Question

The points of intersection of the lines 2x+3y-5=0 and 3x-4y+1=0 lies in which quadrant ?

• A. III
• B. IV
• C. I
• D. II

Answer 1

The Correct Option is C

To solve the problem, we need to find the point of intersection of the two lines: \( 2x + 3y - 5 = 0 \) and \( 3x - 4y + 1 = 0 \), and determine in which quadrant this point lies.

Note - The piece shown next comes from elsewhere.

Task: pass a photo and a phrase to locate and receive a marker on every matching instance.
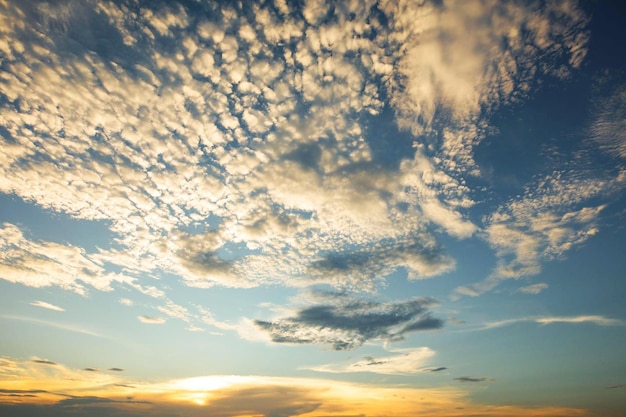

1. Write the given equations:
Equation (1): \( 2x + 3y = 5 \)
Equation (2): \( 3x - 4y = -1 \)

2. Solve the system of equations:
We'll use the method of elimination. First, multiply both equations to make the coefficients of \(x\) equal:

Multiply Equation (1) by 3: \( 6x + 9y = 15 \)
Multiply Equation (2) by 2: \( 6x - 8y = -2 \)

3. Subtract the equations:
\( (6x + 9y) - (6x - 8y) = 15 - (-2) \)
\( 6x + 9y - 6x + 8y = 17 \)
\( 17y = 17 \Rightarrow y = 1 \)

4. Substitute \(y = 1\) back to find \(x\):
From Equation (1):
\( 2x + 3(1) = 5 \Rightarrow 2x + 3 = 5 \Rightarrow 2x = 2 \Rightarrow x = 1 \)

5. Coordinates of the point of intersection:
The intersection point is \( (1, 1) \)

6. Determine the quadrant:
Since both \(x\) and \(y\) are positive, the point lies in the first quadrant.

Final Answer:
The point of intersection lies in Quadrant I.